None of this absolves the accused of the litany of failures MCAs documented; it simply explains why the institutional route to accountability is throttled at the point where politics meets money. Nairobi’s reality is that impeachment is a political option, not a legal inevitability—and political options are exercised only when the coalition math and the rent flows align.
Survival by Settlement, Not by Service
Sakaja’s position is weaker than his title suggests and stronger than his critics hoped. Weaker, because an overwhelming cross-party bloc has already demonstrated its ability to gather signatures and build a public case to unseat him. Stronger, because the bipartisan settlement—a 30-day ODM pause layered over a 60-day UDA grace—transforms impeachment from a procedural march into a negotiated horizon. In that window, the governor’s best defence is not exoneration but transaction: release long-stalled funds, show visible fixes, and keep the coalition wholesalers engaged.
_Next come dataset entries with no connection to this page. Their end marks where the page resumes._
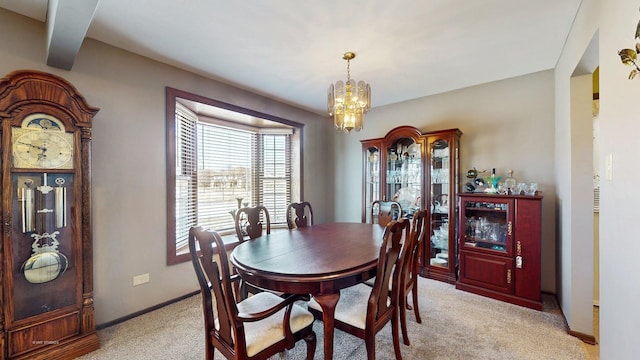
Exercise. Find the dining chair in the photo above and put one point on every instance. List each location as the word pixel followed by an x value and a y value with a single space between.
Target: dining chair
pixel 382 212
pixel 299 214
pixel 362 310
pixel 251 222
pixel 411 254
pixel 255 328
For Nairobians, the upshot is sobering. Service delivery remains the bargaining chip; accountability remains contingent on elite cohesion; and the city’s considerable revenue continues to double as both public resource and private incentive. If the governor ultimately “cannot be impeached” today, it is not because the case is thin—it is because the political price of removing him is, for now, higher than the political price of keeping him. That is the calculus of a city where numbers build the case but patronage decides it.